CEI: Bédié et Affi font mentir le gouvernement devant la CEDEAO

CEI: Bédié et Affi font mentir le gouvernement devant la CEDEAO
Par Jean Kelly Kouassi
Publié le 22 octobre 2020 à 19:33 | mis à jour le 22 octobre 2020 à 19:33

Pascal Affi N’guessan et Henri Konan Bédié, les deux candidats de l’opposition significative, retenus pour le scrutin présidentiel du 31 octobre 2020, ont réitéré, ce jeudi, le maintien de leur mot d’ordre de désobéissance civile, lancé depuis le 20 septembre.

Guikahué: "Bédié et Affi n'ont jamais demandé la restructuration de la CEI ni un poste de vice-président pour le PDCI"

«Les candidats Henri Konan Bédié et Pascal Affi N’guessan maintiennent leur mot d'ordre de désobéissance civile pour le retrait de la candidature anti-constitutionnelle et illégale d'Alassane Ouattara, la réforme de la CEI et du conseil constitutionnel, l'audit international de la liste électorale, le retour des exilés et la libération des prisonniers politiques», a déclaré Maurice Kakou Guikahué, ce jeudi 22 octobre 2020.

L’ancien ministre de la Santé a par ailleurs réitéré la volonté de l’opposition, de voir la CEDEAO poursuivre son rôle d’observateur et de facilitateur dans la crise ivoirienne. Il n’a pas omis d’apporter un démenti formel à l’information selon laquelle l’opposition aurait formulé comme demande au gouvernement, lors de ses échanges avec les médiateurs de la CEDEAO, « la restructuration de la CEI avec une personnalité supplémentaire pour l’opposition et un poste de vice-président pour le PDCI-RDA, ainsi que la décomposition des CEI locales ».

« Cette affirmation erronée est une manipulation des échanges de la rencontre du 18 octobre 2020 au cours de laquelle les candidats Affi et Bédié n’ont, à aucun moment, formulé une telle demande », a-t-il clarifié. « Les candidats Henri Konan Bédié et Affi N’guessan portent à la connaissance de la communauté nationale et internationale et surtout de la CEDEAO, qu'ils ne se reconnaissent nullement dans cette affirmation du gouvernement qui ne reflète en rien les échanges avec les émissaires de la CEDEAO », a-t-il ajouté.

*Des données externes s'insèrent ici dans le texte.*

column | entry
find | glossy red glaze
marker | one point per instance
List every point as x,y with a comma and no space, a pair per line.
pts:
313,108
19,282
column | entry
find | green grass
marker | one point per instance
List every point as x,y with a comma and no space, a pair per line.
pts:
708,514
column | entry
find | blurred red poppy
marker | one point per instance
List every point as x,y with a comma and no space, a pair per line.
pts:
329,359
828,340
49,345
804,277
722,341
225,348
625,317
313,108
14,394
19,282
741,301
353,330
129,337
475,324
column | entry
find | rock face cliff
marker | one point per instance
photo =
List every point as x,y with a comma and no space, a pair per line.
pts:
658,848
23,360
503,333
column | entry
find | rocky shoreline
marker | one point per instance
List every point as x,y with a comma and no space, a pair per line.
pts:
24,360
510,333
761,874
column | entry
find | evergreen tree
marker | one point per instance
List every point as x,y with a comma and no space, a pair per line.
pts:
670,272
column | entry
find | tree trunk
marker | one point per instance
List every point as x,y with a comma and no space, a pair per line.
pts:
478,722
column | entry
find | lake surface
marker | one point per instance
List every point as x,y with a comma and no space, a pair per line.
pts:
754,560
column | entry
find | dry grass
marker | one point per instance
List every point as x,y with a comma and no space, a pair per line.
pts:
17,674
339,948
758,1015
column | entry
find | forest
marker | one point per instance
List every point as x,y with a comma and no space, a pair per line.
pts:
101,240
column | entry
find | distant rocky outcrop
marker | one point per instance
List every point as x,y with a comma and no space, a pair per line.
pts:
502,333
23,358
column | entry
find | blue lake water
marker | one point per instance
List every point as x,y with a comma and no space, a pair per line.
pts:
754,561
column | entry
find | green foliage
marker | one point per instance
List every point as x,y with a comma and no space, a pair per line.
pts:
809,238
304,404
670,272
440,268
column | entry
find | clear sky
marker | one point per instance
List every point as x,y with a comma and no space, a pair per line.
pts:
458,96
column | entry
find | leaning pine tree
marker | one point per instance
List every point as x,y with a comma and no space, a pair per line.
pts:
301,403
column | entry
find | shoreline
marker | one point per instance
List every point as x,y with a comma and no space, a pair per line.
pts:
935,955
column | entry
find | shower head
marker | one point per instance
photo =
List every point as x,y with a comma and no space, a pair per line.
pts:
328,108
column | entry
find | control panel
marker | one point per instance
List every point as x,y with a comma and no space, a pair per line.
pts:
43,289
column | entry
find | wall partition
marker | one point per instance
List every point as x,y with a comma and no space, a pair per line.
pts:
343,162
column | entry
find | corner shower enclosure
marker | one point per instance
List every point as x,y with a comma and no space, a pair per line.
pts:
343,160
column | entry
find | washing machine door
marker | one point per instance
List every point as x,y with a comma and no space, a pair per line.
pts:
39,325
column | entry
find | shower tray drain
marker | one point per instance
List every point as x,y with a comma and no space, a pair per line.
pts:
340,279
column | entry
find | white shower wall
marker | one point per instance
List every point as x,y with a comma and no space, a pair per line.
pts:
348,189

L’opposition recuse la candidature du président Alassane Ouattara à l'élection présidentielle du 31 octobre 2020, au motif que celle-ci n'est pas conforme à la constitution ivoirienne qui limite à deux, le nombre des mandats. Outre la candidature du leader du RHDP, elle exige également le retour au pays de tous les exilés politiques, notamment Laurent Gbagbo, Charles Blé Godé, Guillaume Soro, Noël Akossi Bendjo (…) et la libération des « prisonniers politiques ».